Tous ces stratagèmes farfelus, éclos à Washington, se sont retournés contre leurs créateurs. Ceux qui les ont poussés en avant en sont réduits à seulement deux manœuvres permettant de sauver la face : accuser leurs opposants politiques ; et accuser la Russie. Mais ces deux manœuvres sont également contre-productives.
En attendant, le monde n’attend pas que les États-Unis se libèrent de leur stupeur. Les points d’appui de l’influence américaine au Moyen-Orient sont l’Arabie saoudite et le pétrodollar. À son tour, l’Arabie saoudite repose sur trois piliers : la monarchie saoudienne, l’islam wahhabite et le pétrodollar. Au moment où j’écris ces lignes, le prochain roi, Mohammed ben Salman, est occupé à les pirater tous les trois : voler, emprisonner et torturer ses compatriotes, remplacer les clercs wahhabites par des clercs modérés et adopter le pétro-yuan en lieu et place d’un pétrodollar qui a fait son temps.
Non, aucun de ces trois piliers n’était en bon état : la défaite de Daech en Syrie était une défaite pour la monarchie saoudienne qui l’a soutenu, pour les clercs wahhabites qui l’ont inspiré et, par conséquent, pour le pétrodollar, parce que l’Arabie saoudite était jusqu’à présent son plus grand défenseur. Les nouveaux garants de la paix dans la région sont la Russie, l’Iran et la Turquie, avec la Chine surveillant attentivement dans les coulisses. La participation américaine au projet du Moyen-Orient se limite maintenant aux appels sporadiques de Poutine à Trump, pour le tenir au courant.

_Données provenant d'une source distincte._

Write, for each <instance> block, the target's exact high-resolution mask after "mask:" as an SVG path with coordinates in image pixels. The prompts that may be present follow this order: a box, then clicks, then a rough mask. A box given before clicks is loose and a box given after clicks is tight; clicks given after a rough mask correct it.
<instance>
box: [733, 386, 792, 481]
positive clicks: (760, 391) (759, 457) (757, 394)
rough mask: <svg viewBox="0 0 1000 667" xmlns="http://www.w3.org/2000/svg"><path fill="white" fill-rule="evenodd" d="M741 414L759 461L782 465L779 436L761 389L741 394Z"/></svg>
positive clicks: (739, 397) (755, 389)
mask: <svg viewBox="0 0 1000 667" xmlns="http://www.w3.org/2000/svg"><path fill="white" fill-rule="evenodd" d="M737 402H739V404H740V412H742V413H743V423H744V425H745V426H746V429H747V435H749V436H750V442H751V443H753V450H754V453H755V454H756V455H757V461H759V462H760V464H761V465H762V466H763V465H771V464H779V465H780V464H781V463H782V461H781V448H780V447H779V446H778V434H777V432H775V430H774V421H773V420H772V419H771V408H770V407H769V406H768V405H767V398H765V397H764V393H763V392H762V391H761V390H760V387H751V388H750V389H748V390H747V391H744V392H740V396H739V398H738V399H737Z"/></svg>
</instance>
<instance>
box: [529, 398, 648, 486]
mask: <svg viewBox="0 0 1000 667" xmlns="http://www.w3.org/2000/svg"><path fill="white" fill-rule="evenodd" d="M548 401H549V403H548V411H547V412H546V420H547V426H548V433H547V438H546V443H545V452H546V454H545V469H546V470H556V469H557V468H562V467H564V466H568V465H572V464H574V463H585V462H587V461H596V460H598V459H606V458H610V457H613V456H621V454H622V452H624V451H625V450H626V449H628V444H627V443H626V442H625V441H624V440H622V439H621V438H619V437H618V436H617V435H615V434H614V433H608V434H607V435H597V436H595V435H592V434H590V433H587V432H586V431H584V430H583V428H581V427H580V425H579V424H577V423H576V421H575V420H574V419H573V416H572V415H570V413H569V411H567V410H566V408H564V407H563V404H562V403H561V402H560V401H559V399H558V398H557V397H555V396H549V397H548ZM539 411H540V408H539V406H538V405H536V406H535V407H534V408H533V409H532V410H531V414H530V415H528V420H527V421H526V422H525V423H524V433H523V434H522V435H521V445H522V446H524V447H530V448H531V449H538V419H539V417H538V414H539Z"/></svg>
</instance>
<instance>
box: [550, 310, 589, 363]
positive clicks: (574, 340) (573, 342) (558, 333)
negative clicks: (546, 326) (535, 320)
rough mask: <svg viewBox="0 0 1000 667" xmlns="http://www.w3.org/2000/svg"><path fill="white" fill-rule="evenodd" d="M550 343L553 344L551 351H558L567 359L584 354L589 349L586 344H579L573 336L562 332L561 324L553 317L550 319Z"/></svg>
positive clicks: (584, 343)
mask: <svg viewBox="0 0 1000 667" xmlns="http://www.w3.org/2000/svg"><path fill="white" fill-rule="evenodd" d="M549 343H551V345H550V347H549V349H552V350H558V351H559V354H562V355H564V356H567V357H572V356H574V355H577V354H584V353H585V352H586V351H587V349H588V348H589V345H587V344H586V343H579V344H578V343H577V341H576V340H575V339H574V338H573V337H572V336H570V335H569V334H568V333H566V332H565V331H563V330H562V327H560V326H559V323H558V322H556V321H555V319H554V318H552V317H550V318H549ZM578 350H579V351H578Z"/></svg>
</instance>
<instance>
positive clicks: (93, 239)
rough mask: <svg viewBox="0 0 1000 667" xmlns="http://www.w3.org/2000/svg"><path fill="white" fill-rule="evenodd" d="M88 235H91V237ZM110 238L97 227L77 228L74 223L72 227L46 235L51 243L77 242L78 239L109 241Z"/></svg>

Et voici ma dernière prédiction : le but de Trump de « rendre l’Amérique grande à nouveau » « ne va pas marcher » non plus. Le pays s’est avancé si loin dans l’inconnu que le simple fait de faire le premier pas – laisser s’insinuer la vérité sur son véritable état à travers les filtres médiatiques – saperait tellement la confiance du public qu’un plongeon ultérieur deviendrait inévitable. C’est un slogan sympa comme les slogans le sont souvent, mais Trump est trop vieux pour être un réformateur ou un révolutionnaire. Il est d’un âge où les hommes sont généralement plus préoccupés par la quantité et la consistance de leurs selles et comment cela interagit avec leurs prostates hypertrophiées. Peut-être réussira-t-il à faire de l’Amérique un… gros tas d’excréments, mais ça non plus, il ne vont probablement pas le réussir.